1/ ALORS QUE selon l'article 33 de la loi organique du 29 mars 2011 relative au Défenseur des Droits « le Défenseur des Droits ne peut remettre en cause une décision juridictionnelle » ; les juridictions « peuvent, d'office ou à la demande des parties, l'inviter à présenter des observations écrites ou orales. Le Défenseur des Droits peut lui-même demander à présenter des observations écrites ou à être entendu par ces juridictions » ; Qu'il en résulte que lorsque dans une procédure, y compris orale, le Défenseur des Droits envoie directement à la juridiction ses observations écrites « présentées dans le cadre de l'article 33 de la loi n° 2011-333 du 29 mars 2011 », il a lui-même choisi la voie des observations écrites de sorte qu'il ne peut par la suite solliciter une intervention orale sans excéder ses pouvoirs limitativement définis par la loi ; qu'en jugeant le contraire après avoir relevé que le Défenseur des Droits avait produit la décision n° MDL 2013-222 du 2 décembre 2013 devant la Cour d'appel puis (avait fait) déposer des observations écrites rédigées par son conseil, la Cour d'appel qui a elle-même énoncé qu'il n'avait pas la qualité juridique d'intervenant volontaire ou forcé et qu'il n'était pas partie au procès, ne pouvait constater le dépôt de ses observations écrites et procéder à son audition sans excéder ses pouvoirs en violation des articles 33 et 44 de la loi organique précitée.

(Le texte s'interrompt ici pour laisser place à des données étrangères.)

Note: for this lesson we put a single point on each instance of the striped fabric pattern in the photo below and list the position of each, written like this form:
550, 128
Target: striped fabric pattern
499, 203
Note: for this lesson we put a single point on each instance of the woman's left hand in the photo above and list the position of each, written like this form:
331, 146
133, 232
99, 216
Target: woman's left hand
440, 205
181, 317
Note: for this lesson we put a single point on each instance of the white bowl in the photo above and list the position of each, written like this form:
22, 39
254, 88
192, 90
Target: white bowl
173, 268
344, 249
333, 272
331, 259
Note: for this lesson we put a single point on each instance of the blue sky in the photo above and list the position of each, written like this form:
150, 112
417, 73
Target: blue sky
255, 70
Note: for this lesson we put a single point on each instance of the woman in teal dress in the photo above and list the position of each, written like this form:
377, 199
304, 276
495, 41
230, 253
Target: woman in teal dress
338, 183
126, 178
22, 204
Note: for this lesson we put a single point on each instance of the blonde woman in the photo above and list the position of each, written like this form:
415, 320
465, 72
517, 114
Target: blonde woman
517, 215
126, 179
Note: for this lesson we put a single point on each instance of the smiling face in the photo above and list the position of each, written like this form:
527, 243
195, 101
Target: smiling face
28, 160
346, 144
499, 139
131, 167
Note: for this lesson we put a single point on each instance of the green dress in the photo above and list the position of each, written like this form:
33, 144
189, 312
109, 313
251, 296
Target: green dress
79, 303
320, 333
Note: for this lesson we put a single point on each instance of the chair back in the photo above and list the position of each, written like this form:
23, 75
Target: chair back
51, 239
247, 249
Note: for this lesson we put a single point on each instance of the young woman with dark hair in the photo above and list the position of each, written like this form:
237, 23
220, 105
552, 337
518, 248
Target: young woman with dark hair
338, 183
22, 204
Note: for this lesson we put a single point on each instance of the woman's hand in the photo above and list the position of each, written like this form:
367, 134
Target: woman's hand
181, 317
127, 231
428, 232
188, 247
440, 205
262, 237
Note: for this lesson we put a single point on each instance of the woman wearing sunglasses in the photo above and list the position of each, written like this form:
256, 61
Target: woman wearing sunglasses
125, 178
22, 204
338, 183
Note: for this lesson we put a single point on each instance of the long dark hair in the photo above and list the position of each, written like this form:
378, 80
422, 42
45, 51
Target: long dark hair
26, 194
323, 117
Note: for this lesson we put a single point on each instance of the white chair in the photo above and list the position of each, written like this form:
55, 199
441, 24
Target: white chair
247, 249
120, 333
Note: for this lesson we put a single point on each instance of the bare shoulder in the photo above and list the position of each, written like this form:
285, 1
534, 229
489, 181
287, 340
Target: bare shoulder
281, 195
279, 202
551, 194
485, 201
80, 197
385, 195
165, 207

2/ ALORS subsidiairement QUE le Défenseur des Droits, qui est une personne physique désignée conformément à l'article premier de la loi du 29 mars 2011, peut présenter lui-même des observations écrites ou être auditionné dans un procès à titre personnel ou, à titre exceptionnel, déléguer ce pouvoir à l'un de ses adjoints ; qu'en étendant cette faculté de présenter des observations, par l'intermédiaire d'un avocat, quand, à la différence de la HALDE, le législateur n'a pas prévu que le Défenseur des Droits puisse présenter des observations par l'intermédiaire d'un représentant avocat, la Cour d'appel a violé par fausse application l'article 13 de la loi n° 2004-14.86 de la création de la HALDE et les articles 11 et 33 de la loi du 29 mars 2011 ;
3/ ALORS QUE le Défenseur des Droits n'étant pas partie au procès, il ne peut être assisté ou représenté par un avocat ; qu'en retenant elle-même que le Défenseur des droits n'était pas partie au procès, la cour d'appel ne pouvait simultanément soutenir qu'il pouvait être représenté au procès par avocat sauf à violé les articles 1, 2, 66, 325 et 411 et suivants du Code de procédure civile, l'article 33 de la loi n° 2011-333 du 29 mars 2011.